Zero Dark Thirty's portrayal of torture has led to a torrent of criticism.
Zero Dark Thirty - Kathryn Bigelow and Mark Boal's follow up to The Hurt Locker - tracks the hunt for and assassination of Osama bin Laden. It received rave reviews but, upon its US release, came under considerable fire from a series of politicians and commentators.
The problem this bipartisan group of critics have with the film is that it falsely portrays the key piece of information that led to bin Laden's death, the identity of his courier, being ascertained through torture. Fundamentally, it portrays "enhanced techniques" as an effective method of obtaining information, when CIA records have repeatedly stated otherwise.
Some would argue that manipulating your audience is a central pillar of filmmaking; hundreds of loosely historical films take considerable dramatic licence with their facts, but the difference here is that the film claims to tell the true story of one of the most politically-charged events of the decade.

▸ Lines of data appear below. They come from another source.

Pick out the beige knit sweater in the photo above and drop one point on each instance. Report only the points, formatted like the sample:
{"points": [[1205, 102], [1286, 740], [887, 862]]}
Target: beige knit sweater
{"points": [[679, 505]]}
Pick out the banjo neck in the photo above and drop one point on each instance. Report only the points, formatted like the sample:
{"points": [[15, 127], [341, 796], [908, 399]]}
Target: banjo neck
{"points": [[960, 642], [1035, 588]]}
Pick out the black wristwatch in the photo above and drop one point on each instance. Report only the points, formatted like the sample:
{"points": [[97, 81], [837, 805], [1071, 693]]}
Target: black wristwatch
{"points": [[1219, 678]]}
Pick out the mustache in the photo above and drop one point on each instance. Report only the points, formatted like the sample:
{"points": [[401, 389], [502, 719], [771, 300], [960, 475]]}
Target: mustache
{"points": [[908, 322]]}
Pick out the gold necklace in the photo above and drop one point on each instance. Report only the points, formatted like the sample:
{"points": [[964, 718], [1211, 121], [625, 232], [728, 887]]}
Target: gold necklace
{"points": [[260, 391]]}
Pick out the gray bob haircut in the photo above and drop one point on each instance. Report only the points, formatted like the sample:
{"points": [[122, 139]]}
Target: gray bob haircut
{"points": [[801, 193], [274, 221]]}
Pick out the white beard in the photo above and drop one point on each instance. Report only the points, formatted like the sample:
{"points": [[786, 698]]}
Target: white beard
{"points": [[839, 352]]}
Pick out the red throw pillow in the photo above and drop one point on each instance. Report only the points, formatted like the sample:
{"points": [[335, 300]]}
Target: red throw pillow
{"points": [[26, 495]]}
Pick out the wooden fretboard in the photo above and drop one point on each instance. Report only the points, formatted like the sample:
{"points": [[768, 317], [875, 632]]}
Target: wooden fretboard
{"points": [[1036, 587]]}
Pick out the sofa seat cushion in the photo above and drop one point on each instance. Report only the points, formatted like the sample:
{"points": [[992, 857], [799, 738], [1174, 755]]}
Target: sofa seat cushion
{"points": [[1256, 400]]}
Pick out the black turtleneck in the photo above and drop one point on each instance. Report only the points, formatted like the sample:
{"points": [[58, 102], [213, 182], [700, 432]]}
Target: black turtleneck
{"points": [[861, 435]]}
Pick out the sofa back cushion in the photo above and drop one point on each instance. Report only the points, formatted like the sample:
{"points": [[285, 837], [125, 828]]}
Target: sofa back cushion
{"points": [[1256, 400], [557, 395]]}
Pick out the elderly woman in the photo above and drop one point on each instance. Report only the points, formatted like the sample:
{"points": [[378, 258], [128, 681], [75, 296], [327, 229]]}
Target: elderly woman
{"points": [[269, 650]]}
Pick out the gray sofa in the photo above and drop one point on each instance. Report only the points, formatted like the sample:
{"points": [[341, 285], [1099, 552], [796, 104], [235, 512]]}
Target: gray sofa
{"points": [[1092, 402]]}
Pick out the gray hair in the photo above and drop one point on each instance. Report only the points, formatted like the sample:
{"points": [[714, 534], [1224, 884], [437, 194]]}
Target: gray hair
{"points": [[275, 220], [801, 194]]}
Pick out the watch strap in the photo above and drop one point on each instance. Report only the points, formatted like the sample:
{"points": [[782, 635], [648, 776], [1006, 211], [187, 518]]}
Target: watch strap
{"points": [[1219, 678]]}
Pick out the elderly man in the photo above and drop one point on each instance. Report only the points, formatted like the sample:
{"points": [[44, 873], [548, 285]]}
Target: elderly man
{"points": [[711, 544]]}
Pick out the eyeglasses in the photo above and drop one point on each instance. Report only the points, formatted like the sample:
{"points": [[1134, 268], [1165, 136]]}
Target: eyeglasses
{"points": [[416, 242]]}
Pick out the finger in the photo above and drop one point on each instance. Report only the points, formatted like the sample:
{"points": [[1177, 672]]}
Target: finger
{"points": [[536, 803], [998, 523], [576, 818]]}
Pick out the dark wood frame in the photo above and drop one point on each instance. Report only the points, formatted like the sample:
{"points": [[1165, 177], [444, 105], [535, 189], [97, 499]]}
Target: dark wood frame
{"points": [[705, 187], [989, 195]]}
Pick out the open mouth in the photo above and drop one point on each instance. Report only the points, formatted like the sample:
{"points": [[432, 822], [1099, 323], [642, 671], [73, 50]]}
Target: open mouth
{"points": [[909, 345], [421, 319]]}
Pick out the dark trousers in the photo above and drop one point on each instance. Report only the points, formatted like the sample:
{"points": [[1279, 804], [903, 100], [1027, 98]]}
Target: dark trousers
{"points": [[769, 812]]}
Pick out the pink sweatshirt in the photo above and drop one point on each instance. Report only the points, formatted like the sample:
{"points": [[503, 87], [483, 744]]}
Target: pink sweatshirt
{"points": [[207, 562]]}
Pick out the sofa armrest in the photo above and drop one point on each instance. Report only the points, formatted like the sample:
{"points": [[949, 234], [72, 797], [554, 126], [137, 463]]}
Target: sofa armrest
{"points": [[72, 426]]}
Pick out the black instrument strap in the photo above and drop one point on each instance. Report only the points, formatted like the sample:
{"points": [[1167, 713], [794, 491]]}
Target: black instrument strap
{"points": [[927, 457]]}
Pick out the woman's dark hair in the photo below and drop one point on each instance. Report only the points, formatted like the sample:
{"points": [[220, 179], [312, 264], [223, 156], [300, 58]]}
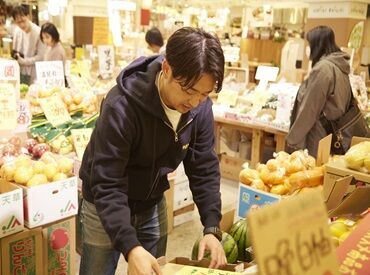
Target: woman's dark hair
{"points": [[154, 37], [322, 42], [50, 29], [19, 11], [192, 52]]}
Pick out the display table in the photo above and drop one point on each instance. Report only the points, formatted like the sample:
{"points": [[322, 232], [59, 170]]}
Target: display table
{"points": [[257, 131]]}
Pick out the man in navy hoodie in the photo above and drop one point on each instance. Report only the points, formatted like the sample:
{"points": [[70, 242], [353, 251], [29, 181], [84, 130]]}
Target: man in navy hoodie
{"points": [[158, 115]]}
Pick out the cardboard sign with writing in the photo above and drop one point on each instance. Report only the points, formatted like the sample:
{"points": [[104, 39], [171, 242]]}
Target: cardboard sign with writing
{"points": [[292, 237], [354, 253], [106, 59], [55, 110], [50, 73], [8, 107], [81, 138]]}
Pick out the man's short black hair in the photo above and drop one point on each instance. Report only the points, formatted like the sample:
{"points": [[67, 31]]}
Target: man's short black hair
{"points": [[50, 29], [19, 11], [192, 52], [154, 37], [322, 42]]}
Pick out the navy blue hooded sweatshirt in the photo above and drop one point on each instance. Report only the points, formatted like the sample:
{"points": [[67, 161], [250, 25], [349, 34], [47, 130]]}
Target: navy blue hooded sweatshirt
{"points": [[133, 148]]}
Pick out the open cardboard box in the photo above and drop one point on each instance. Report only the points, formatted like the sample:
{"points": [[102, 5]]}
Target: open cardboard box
{"points": [[340, 193]]}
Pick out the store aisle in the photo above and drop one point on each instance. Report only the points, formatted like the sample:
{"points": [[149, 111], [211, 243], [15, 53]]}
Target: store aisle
{"points": [[182, 238]]}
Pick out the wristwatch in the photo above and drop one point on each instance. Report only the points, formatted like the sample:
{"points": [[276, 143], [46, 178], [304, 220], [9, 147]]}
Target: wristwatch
{"points": [[214, 230]]}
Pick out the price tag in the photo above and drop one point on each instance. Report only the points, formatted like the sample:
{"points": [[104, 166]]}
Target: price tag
{"points": [[8, 107], [24, 115], [50, 74], [227, 97], [55, 110], [81, 138], [106, 59], [293, 237], [194, 270]]}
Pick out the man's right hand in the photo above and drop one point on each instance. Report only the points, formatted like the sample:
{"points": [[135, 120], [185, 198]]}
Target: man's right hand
{"points": [[141, 262]]}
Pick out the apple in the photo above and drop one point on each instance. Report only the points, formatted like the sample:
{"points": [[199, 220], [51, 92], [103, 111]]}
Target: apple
{"points": [[40, 149], [30, 143]]}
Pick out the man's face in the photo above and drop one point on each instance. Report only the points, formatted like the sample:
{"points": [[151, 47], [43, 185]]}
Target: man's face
{"points": [[23, 23], [181, 99]]}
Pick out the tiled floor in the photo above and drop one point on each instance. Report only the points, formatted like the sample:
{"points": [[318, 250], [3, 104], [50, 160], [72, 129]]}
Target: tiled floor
{"points": [[182, 238]]}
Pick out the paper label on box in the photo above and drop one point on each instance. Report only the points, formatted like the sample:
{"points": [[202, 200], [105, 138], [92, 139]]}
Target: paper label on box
{"points": [[55, 110], [59, 248], [22, 255], [50, 73], [8, 107], [293, 237], [354, 253], [194, 270], [81, 138]]}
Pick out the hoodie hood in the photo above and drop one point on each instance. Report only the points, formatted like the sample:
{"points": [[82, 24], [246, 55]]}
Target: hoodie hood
{"points": [[137, 81], [341, 60]]}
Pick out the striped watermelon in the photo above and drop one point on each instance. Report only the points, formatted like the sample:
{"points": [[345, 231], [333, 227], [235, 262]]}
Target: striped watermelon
{"points": [[228, 244], [239, 231]]}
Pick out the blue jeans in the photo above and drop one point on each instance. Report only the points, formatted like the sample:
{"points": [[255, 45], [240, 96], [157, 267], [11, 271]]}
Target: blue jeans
{"points": [[98, 255]]}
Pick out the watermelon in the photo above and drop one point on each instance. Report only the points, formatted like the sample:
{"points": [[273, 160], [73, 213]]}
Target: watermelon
{"points": [[228, 244], [239, 231]]}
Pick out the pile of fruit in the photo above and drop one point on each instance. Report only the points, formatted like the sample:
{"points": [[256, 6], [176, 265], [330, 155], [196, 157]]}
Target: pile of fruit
{"points": [[235, 244], [358, 157], [284, 174], [25, 171]]}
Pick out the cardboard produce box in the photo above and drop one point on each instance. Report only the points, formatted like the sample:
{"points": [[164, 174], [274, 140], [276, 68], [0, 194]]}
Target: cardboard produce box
{"points": [[21, 253], [11, 209], [59, 201], [59, 247]]}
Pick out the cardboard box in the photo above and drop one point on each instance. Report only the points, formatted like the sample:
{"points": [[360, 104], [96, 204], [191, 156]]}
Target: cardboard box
{"points": [[183, 215], [21, 253], [182, 195], [11, 209], [59, 250], [50, 202], [250, 198], [230, 167]]}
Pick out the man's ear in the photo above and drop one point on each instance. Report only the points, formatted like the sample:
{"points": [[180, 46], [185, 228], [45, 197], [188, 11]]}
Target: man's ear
{"points": [[166, 69]]}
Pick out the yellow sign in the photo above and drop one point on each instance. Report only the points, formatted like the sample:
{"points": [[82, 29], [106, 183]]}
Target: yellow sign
{"points": [[293, 237], [100, 31], [55, 110], [81, 138], [193, 270], [227, 97], [8, 107]]}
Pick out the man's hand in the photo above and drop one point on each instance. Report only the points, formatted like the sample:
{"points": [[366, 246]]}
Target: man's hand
{"points": [[141, 262], [210, 243]]}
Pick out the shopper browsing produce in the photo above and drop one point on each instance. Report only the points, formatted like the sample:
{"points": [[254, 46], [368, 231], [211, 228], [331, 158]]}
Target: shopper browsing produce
{"points": [[49, 35], [27, 47], [157, 115], [326, 91]]}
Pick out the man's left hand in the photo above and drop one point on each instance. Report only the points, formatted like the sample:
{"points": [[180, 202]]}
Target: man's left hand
{"points": [[210, 242]]}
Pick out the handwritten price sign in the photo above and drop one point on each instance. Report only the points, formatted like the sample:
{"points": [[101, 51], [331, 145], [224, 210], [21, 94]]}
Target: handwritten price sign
{"points": [[55, 110], [81, 138], [292, 237], [8, 107]]}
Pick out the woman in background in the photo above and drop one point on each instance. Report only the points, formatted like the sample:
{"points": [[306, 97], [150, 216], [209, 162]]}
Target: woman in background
{"points": [[49, 35], [326, 91]]}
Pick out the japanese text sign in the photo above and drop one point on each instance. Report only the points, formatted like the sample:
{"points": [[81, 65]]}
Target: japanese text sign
{"points": [[50, 73], [81, 138], [292, 237], [106, 59], [354, 253], [8, 107], [55, 110]]}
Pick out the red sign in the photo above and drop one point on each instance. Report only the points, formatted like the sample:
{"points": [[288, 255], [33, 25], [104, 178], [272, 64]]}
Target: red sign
{"points": [[354, 253]]}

The killing of bin Laden is a sacred moment in American political lore. It formed a centrepiece of Barrack Obama's re-election campaign, just as 9/11 and the continuation of the war on terror helped Bush to land his second term. The media's compliant and sympathetic portrayal of these events undeniably helps form public opinion of them.
The opening of the film boasts that it was "based on first-hand accounts of actual events" and even Bigelow herself has said that she was "working in that kind of journalistic space". In response to recent criticism, however, Boal remarked that "it's a movie, not a documentary." Boal and Bigelow are contradicting each other, and they simply can't have it both ways.
If content creators claim to provide a truthful or journalistic service, then they should expect be held to the same standards as journalists. If they want to make fiction, then they shouldn't deceitfully dress it up as a documentary.
Former Republican presidential candidate John McCain joined two Democrats in writing a public letter of complaint to Michael Lynton, the chairman of Sony Pictures, labelling the film "grossly inaccurate and misleading in its suggestion that torture resulted in information that led to the location of Osama bin Laden." Indeed even the perpetrators of said torture, the CIA, chastised the studio for what is at best reckless historical revisionism and at worst the glorification of torture. This came despite the CIA advising Sony Pictures as they produced the film, even being accused of providing them with improper access to non-public material.
It seems unlikely that the CIA were concerned that the film portrayed their use of torture in an overly positive light, but rather released the statement in order to protect themselves from the growing dispute surrounding the film and distance themselves from their dark past. The current CIA are undoubtedly trying to separate themselves from their Bush-era crimes but are still visibly unwilling to punish them, even going so far as to censor an ongoing court case surrounding the treatment of Guantanamo detainees. Evidently they don't have a problem with lying to the public, they have a problem with Sony Pictures telling the previous administration's lies and getting caught doing so.
While the ongoing debate surrounding the film's portrayal of torture is important and revealing, there is a broader and far more troubling debate that's not being had, surrounding the military's use of entertainment to raise public opinion and bolster recruitment.
Earlier this year the Department of Defense produced and released their first feature film, the critically panned Act of Valor. A glorified recruitment video, the film stars active duty Navy SEALs who were tasked with the dramatic recreation of five real-life military operations. These events were then loosely strung together by Kurt Johnstad, the screenwriter of the equally jingoistic 300.
Ultimately Act of Valor failed, both financially and in terms of public impact, because it was a heavy handed and poorly executed film. These risks explain why the Department of Defense has historically supported Hollywood productions rather than attempting their own. Indeed with the theatrical releases of Zero Dark Thirty and Act of Valor, this might seem a particularly eventful year for military filmmaking but the department has long relied on Hollywood to bolster recruitment and public image. They even have their own production office that, as far back as 1927, aided the Oscar-winning production of Wings.
Of course not every military film is supported by the production office; films like Apocalypse Now and Platoon went entirely unsupported, replacing heroism with harrowing brutality, questionable morality and psychological shock. The Department of Defense's habit of granting access, funding and even discounted military equipment to producers willing to tell their side of the story bears a worrying resemblance of their already troubling practice of selectively embedded-journalism.
Sceptics of the effectiveness of entertainment as a recruitment tool need look no further than the 500% recruitment boost of naval aviators following the release of Top Gun, another film the department helped to produce. Indeed the military was so ready to capitalise on the adrenaline high of Tony Scott's picture that they even erected recruitment stands right in the foyer of some theatres.
Everybody receives film differently and it would be both a mistake and an enormous discredit to the often patronised but evidently intelligent audience for these films to suggest they have brainwashing effect. It is unmistakable however that, through a sustained government-sponsored campaign of historical revisionism, public opinion can be altered and there is no better medium for these campaigns than Hollywood film. Zero Dark Thirty is a prime example of this practice: it's deceitful, degrading and we must expect more from our media.